An unappreciated motive for Russia’s invasion of Ukraine is that Kyiv was positioning itself to break from its longtime Russian nuclear suppliers, as the U.S. was encroaching on Russia’s largest nuclear export market.

At the beginning of the conflict, Russian tanks rolled through the Chernobyl site, kicking up dust and increasing radiation levels. Eight days later, the invaders seized the six-unit nuclear power plant in the town of Zaporizhzhya, 700 miles away.

By taking over Chernobyl, Russia gives itself control of the disposal of its spent fuel, which it can store in canisters at the site or ship to a reprocessing facility in Russia. Either way, this represents hundreds of millions of dollars for Rosatom, the Russian state-owned nuclear enterprise.

The shift could displace Holtec, an American designer and maker of dry-storage canister technologies for used nuclear fuel. In 2007 State Specialized Enterprise Chernobyl Nuclear Power Plant authorized Holtec to build a facility to store for 100 years the 22,000 used fuel assemblies from Chernobyl. The project was intended to allow Ukraine to store this fuel safely without shipping it back to Russia for reprocessing. The processing and storage facility was completed in 2020, and Holtec and SSE Chernobyl were loading the canisters to be stored when the war began on Feb. 24.

Further, Ukraine has 15 operating nuclear reactors at four sites, including Zaporizhzhya, that the Russians designed and built. That is the largest number of such plants built by Russians outside their own country. Beginning in 2005, however, the American company Westinghouse emerged as a competitor to the Russian nuclear supplier, Atomstroyexport, owned by Rosatom. At the time of the invasion, Westinghouse supplied fuel to six of the 15 nuclear reactors and could displace the Russians in all of them. The U.S. government had been highly supportive of this effort, and these fuel contracts represented hundreds of millions of dollars in yearly lost sales to Atomstroyexport. By seizing the nuclear plants, Russia is able to retake the market for Ukrainian nuclear fuel.

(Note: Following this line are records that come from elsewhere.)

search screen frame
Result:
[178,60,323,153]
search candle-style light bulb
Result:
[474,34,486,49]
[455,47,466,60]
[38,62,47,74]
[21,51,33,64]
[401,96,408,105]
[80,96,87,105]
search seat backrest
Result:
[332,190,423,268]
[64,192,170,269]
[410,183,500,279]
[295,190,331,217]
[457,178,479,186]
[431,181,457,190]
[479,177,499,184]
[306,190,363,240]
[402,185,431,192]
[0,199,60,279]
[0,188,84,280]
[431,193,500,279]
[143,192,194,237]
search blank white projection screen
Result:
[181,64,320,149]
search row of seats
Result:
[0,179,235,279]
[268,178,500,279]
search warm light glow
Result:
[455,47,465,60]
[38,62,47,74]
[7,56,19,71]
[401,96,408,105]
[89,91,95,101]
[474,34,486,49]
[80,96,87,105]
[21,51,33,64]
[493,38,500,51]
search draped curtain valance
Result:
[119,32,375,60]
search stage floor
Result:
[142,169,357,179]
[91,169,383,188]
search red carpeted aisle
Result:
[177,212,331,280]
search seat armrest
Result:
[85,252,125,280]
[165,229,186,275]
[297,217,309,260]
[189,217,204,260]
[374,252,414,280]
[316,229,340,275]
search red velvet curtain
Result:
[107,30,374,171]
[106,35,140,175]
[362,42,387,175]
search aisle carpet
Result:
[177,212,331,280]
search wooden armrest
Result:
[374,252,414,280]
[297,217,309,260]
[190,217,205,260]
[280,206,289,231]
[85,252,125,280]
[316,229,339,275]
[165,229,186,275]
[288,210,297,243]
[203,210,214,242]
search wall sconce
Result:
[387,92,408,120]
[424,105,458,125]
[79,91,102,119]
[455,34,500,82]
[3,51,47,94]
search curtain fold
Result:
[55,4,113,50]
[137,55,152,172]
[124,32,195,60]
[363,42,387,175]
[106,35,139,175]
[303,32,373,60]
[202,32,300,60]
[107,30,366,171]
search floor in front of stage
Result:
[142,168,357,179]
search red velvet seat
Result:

Most important, Westinghouse, with support from the U.S., was in a position to build nuclear reactors in Ukraine over the next two decades. On Aug. 31, 2021, Energy Secretary Jennifer Granholm and her Ukrainian counterpart, Herman Halushchenko, signed a strategic cooperation agreement to build five nuclear units with a value, according to the World Nuclear Association, of more than $30 billion.

On Nov. 22, Patrick Fragman and Petro Kotin, the CEOs, respectively, of Westinghouse and Energoatom, the Ukrainian state-owned utility, signed a contract to build the first Westinghouse AP1000 nuclear unit in the city of Khmelnitsky, where two Russian-built nuclear units currently operate. The plan was to use the site of a Russian-designed nuclear reactor that had been left about one-third complete in 1990—as well as parts from a canceled American nuclear project in South Carolina. The goal, Mr. Kotin said, was 24 gigawatts of nuclear capability by 2040.

The timing is telling. In November 2021, Ukraine’s leaders signed a deal with Westinghouse to start construction on what they hoped would be at least five nuclear units—the first tranche of a program that could more than double the number of plants in the country, with a potential total value approaching $100 billion. Ukraine clearly intended that Russia receive none of that business.